FPGA, 50MHz with I/O

15.61

15.47

15.32

22.74

149.40

106X

Pentium, 3.6GHz

0.64

2.51

5.32

23.11

199.55

104X

PPC405, 400MHz

24.20

241.83

483.67

2418.30

n/a

1

Notes:

Results obtained on Xilinx Virtex-4 (LX and FX), Pico E-12 card, CoDeveloper Version 2.01

Figure 5. Test results for a range of maximum iteration values demonstrate substantial speedup of the algorithm (167X when using two parallel processes) compared to an embedded processor implementation.
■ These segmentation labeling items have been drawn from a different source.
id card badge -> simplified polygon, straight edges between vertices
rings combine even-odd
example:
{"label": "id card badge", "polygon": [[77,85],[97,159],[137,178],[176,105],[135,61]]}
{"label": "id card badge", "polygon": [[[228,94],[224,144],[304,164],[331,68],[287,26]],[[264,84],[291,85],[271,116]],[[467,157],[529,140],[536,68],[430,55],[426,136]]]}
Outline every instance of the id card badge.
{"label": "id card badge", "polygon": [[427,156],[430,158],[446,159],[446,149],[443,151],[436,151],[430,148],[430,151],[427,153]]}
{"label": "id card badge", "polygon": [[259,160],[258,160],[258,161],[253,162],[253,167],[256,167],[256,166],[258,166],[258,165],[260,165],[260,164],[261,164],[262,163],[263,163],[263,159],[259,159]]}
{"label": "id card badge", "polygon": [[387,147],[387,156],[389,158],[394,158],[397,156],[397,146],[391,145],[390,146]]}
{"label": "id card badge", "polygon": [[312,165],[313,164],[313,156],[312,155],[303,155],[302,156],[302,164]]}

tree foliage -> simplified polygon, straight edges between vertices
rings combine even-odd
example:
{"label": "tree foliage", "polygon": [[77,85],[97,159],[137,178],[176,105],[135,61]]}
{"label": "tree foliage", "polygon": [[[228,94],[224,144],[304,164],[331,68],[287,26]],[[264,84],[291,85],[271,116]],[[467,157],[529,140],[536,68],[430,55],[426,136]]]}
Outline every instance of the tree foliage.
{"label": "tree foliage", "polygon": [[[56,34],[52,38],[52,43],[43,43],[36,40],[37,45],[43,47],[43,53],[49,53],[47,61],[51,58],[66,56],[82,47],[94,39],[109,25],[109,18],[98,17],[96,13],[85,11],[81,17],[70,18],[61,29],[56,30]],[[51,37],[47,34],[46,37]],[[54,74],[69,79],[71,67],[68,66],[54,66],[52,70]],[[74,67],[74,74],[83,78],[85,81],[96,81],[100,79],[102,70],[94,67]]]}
Lastly, the algorithm was modified in such as way that the results of the image generation (a 1024 X 768 collection of pixel values) could be transmitted via the Pico E-12 Compact Flash interface, as an Impulse C stream, for display on the PC. As the chart shows, this communication overhead has a significant impact at lower iteration values, but has a minimal impact at higher iteration counts. This suggests that computationally-intensive computing problems are well suited for FPGA acceleration, but problems requiring relatively a high ratio of data communication to computations may be less well suited.

Summary

This article has demonstrated how it is possible, using an FPGA-based accelerator card and C-to-hardware tools, to create highly accelerated systems without the need for low-level hardware design skills. Cards such as the E-12 promise to revolutionize the way that FPGA devices are applied for high-performance embedded computing. Software-to-hardware tools such as Impulse C make programming for such cards practical and efficient.